Roads
The ancient parish was crossed by a network of roads. One, the Buckingham road, was a Roman road, running from Alchester (just north of Wendlebury) to join the Watling Street at Towcester. The Launton, Caversfield and Bucknell roads were ordered to be made 40 feet wide by the Market End inclosure award of 1758. The state of the roads about that time may be judged from Sir Harbottle Grimston's observation that the road between Bicester and Buckingham was 'very bad, almost impassable for a carriage'. The turnpike acts, however, transformed this situation. Buckingham Road was turnpiked in 1768–9; the Banbury road, a part of the coach road from London to Birmingham, was turnpiked in 1790–1 along with the Bicester–Aynho section of this road. The Bicester-Aylesbury section of it had already been turnpiked in 1770. When this road entered the parish in the south it followed the line of Akeman Street. It originally entered the town centre via Water Lane/Chapel Street. A toll-gate was situated not from far from its junction with Priory Road. The road was then re-routed along the line of the current London road, prior to the building of the Oxford / Bletchley railway line in 1850 and the toll-gate moved further out of town on the Aylesbury/London road. See 1833 map. The turnpike from Aylesbury to Aynho via Bicester (i.e. the London road) was freed from toll by acts of 1875 and 1876. The toll-house on the London road was still standing in 1956.

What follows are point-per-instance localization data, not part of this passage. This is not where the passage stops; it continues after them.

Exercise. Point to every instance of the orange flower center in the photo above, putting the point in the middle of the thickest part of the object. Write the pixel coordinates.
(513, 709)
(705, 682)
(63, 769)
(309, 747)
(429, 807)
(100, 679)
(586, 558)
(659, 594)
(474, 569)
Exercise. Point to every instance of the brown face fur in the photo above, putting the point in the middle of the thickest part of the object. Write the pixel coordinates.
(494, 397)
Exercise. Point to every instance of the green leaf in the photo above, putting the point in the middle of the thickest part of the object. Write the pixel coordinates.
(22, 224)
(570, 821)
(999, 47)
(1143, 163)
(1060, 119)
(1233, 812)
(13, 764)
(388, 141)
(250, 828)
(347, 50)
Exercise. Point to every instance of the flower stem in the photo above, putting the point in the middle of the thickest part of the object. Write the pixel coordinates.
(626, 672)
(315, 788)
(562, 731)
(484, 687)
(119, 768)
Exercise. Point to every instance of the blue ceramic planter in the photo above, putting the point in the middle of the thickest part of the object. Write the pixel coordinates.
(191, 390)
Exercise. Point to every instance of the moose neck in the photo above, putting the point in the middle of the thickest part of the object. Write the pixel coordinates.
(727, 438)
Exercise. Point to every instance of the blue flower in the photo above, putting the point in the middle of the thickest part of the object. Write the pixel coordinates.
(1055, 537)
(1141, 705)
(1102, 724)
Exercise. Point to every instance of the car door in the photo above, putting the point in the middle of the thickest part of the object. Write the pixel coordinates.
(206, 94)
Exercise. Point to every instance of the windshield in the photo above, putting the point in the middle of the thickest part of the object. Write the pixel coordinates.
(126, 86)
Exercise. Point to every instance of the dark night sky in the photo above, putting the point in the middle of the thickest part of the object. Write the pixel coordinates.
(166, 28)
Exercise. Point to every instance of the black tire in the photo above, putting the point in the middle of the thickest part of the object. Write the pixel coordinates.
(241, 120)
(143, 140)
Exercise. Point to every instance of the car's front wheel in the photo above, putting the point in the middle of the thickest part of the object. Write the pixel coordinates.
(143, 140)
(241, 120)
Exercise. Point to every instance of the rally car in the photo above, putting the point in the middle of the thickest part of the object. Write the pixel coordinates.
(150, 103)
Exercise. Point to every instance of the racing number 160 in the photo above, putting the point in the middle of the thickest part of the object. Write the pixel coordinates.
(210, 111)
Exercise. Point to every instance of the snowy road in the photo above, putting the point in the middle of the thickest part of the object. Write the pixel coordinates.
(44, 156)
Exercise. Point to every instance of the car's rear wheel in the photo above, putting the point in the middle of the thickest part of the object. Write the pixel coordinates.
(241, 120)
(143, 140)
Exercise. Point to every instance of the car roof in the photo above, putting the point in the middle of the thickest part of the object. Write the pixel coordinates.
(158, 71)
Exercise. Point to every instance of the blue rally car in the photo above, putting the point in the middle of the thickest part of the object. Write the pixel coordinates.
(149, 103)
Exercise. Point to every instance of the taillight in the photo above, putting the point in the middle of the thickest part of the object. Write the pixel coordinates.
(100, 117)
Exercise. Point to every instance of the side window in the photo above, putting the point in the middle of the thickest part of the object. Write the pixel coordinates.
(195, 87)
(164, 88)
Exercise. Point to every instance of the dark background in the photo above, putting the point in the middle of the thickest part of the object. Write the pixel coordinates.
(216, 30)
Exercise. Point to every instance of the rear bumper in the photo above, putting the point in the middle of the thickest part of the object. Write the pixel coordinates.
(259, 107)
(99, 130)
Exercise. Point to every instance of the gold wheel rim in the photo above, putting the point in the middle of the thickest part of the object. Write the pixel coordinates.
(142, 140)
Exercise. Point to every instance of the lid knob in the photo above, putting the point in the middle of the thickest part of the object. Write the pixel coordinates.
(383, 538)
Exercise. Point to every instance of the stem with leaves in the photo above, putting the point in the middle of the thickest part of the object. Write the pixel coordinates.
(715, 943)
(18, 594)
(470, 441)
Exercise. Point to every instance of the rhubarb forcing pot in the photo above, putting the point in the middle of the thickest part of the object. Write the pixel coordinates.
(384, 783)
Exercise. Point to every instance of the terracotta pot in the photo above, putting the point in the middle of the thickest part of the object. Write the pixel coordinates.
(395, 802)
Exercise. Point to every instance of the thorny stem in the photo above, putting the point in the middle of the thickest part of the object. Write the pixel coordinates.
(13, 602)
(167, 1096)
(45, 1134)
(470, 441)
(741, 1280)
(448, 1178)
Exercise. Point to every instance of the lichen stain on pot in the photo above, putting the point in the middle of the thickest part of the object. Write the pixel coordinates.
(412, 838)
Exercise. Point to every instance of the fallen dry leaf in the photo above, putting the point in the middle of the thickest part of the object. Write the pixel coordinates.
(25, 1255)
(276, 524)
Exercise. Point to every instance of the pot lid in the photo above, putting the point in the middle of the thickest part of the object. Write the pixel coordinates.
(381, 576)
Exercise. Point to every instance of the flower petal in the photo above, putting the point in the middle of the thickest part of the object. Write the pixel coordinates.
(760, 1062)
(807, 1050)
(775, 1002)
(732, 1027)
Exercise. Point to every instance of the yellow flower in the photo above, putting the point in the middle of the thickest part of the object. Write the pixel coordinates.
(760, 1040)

Coaches began to run from Bicester to London in 1752 and by 1795 the 'Old Banbury' coach went through Bicester to London six days a week and there was a weekly wagon passing through from Birmingham to London. A weekly coach to Oxford for the Saturday market began to run in 1794 and a mail cart in 1798.
A new arterial road to by-pass the centre of Bicester was built in 1939; it followed the line of the old Roman road through King's End to Crockwell; it was named Queen's Avenue and planted with trees in 1953 in commemoration of the coronation of Queen Elizabeth II. It was at this time that the road to Oxford was straightened. Originally it wound its way along the road that now runs past the Blue Diamond Garden Centre, through the centre of Wendlebury and on towards Kidlington. Traces of the old road can still be found behind the petrol stations on the A34 near Weston on the Green.